The House Natural Resources Committee has rejected the Scott administration’s proposal to do away with the district commissions which regulate development under the Act 250 environmental law.
“We are inclined to keep the district commissions,” said the committee chair, Rep. Amy Sheldon, D-Middlebury, adding that this decision has “helped us hone in on areas of agreement to help Act 250 work better.”
Eliminating the district commissions — local citizens who first examine whether a proposed development is consistent with the law’s environmental goals — was a key component of the overhaul proposed by Gov. Phil Scott with the support of the Vermont Natural Resources Council, an environmental advocacy group.
Though their proposed amendment to the 1970 law contains other major changes to Act 250, it was not clear whether the other parts of the reform package would survive the committee’s insistence on keeping the district commissions.
“This proposal was a delicate balance,” said Peter Walke, deputy secretary of the Agency of Natural Resources, who has been leading the Scott administration’s effort to change the law. “We have to sit back and see whether this plan is going to meet the governor’s goals.”
But Sheldon said the argument over the district commissions was just part of what she called the “administrative bucket” of the proposed changes to the law.

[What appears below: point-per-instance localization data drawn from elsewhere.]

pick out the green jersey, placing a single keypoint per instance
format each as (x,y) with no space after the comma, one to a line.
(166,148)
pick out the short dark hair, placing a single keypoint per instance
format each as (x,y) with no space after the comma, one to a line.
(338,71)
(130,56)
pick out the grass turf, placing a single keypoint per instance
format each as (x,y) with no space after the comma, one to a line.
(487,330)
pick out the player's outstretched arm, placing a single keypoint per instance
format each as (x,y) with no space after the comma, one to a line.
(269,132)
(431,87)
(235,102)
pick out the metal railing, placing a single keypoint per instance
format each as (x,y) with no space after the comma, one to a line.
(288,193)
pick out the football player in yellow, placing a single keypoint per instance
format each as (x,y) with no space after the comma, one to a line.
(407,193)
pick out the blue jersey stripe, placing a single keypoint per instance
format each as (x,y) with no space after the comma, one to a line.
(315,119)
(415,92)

She said her committee is closer to agreement on other goals, such as encouraging more development in downtowns and village centers, and preventing fragmentation of forests and wildlife habitat.

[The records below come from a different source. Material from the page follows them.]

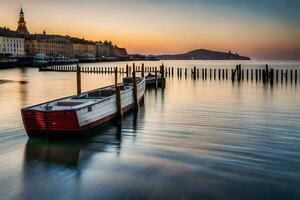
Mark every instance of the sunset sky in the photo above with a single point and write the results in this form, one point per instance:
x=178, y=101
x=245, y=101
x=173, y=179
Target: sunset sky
x=261, y=29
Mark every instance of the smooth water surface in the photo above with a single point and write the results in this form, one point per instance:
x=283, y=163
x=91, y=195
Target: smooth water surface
x=194, y=140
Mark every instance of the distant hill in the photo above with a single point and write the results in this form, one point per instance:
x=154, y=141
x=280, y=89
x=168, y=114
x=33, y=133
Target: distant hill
x=203, y=54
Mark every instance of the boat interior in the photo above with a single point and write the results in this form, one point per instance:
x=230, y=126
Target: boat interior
x=86, y=98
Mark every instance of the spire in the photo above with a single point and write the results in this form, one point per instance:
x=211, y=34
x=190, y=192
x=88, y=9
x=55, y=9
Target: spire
x=22, y=23
x=21, y=12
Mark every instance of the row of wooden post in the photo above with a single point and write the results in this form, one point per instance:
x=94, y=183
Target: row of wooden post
x=117, y=89
x=237, y=74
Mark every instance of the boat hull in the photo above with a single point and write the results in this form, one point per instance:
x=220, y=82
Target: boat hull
x=77, y=121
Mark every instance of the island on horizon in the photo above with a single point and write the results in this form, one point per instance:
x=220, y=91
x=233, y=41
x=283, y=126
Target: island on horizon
x=204, y=54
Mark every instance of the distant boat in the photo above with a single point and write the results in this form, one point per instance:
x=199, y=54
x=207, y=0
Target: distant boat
x=40, y=60
x=150, y=79
x=76, y=114
x=151, y=58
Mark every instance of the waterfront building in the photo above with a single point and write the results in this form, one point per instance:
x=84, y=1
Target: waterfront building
x=103, y=50
x=51, y=46
x=106, y=49
x=22, y=29
x=82, y=48
x=11, y=45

Sheldon’s committee was scheduled to continue its work on those parts of the bill even after deciding to keep the district commissions.
Act 250 is recognized as one of Vermont’s most important environmental laws, credited with protecting mountain and forest areas from haphazard vacation home development and housing sprawl. But in the process, it has angered some loggers and land developers whose projects have to meet several criteria, which they say are erratically applied, in order to be approved.

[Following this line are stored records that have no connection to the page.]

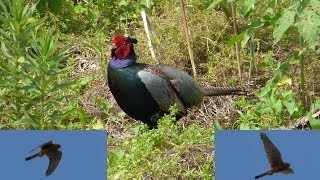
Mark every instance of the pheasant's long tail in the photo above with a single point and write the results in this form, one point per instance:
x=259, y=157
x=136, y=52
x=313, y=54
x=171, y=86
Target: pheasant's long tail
x=223, y=91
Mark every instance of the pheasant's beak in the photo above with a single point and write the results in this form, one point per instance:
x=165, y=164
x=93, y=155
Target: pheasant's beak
x=113, y=46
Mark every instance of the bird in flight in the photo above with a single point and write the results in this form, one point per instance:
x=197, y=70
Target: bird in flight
x=52, y=152
x=274, y=157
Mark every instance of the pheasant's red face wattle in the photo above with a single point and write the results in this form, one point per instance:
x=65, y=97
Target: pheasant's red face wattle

Sheldon said one change the committee members have agreed to is making district commission proceedings “on the record,” making them more formal than they have been in the past.
That was not considered a step in the right direction by Brian Shupe, head of the VNRC.
“I’m extremely concerned about that,” said Shupe. Putting those proceedings on the record “requires adherence to strict administrative procedure,” Shupe said, which may be beyond the professional capacities of the commissions and the Natural Resources Board as they are now constituted.

One goal of the administration and the VNRC in proposing changes to Act 250 was to make the process more professional by eliminating the local commissions, replacing them with district coordinators overseen by a stronger Natural Resources Board.
Shupe said Act 250 has been “effectively broken since 2004 when the Natural Resource Board was weakened.” Eliminating the district commissions was designed in part to give the board some of the strength it had before then.
In the view of some legislators, the proposed changes would also have strengthened state regulators while weakening local influence.
“It was top-down government,” said Rep. Paul Lefebvre, R-Newark. He called the district commissions “the heart and soul of Act 250.”